Nelly et Nadine : L’amour lesbien en temps de guerre

Berenice Thevenet Rédactrice LeMagduCiné

Deux femmes que tout paraît opposer tombent follement amoureuses dans un camp de concentration. Elles s’appellent Nelly et Nadine. Non, vous ne lisez pas le prochain scénario d’un film hollywoodien mais celui d’un (vrai) documentaire de Magnus Gertten. Projeté dans le cadre du Festival Chéries Chéris, Nelly et Nadine offre un récit de la généalogie familiale qui rend hommage aux histoires d’amour lesbiennes injustement effacées (par l’Histoire). Si le documentaire n’est pas encore sorti en France, son visionnage paraît plus que nécessaire.

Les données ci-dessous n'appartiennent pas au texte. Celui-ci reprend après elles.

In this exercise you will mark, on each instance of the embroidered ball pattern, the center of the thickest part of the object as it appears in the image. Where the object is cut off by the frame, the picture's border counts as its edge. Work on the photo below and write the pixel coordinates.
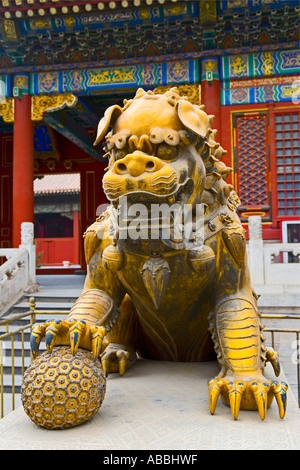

Quand Nelly rencontra Nadine

1945. Noir et Blanc. Fin de la guerre. Libération des camps. Une caméra filme une foule de femmes soulagées d’en avoir fini avec l’enfer. Enfin presque. Il y en a une qui ne sourit pas en regardant l’objectif. Le visage est fermé. Pas une once d’émotion ne semble s’en dégager. A quoi pense-t-elle ? Pourquoi cette tristesse ? Magnus Gertten a longtemps cherché à répondre à ces questions – revenant sans cesse à cette femme aussi mélancolique qu’indéchiffrable. Qui est-elle ? Comment a-t-elle atterri à Ravensbrück ? Pour le savoir, direction le nord de la France, dans une ferme nichée au cœur de la campagne.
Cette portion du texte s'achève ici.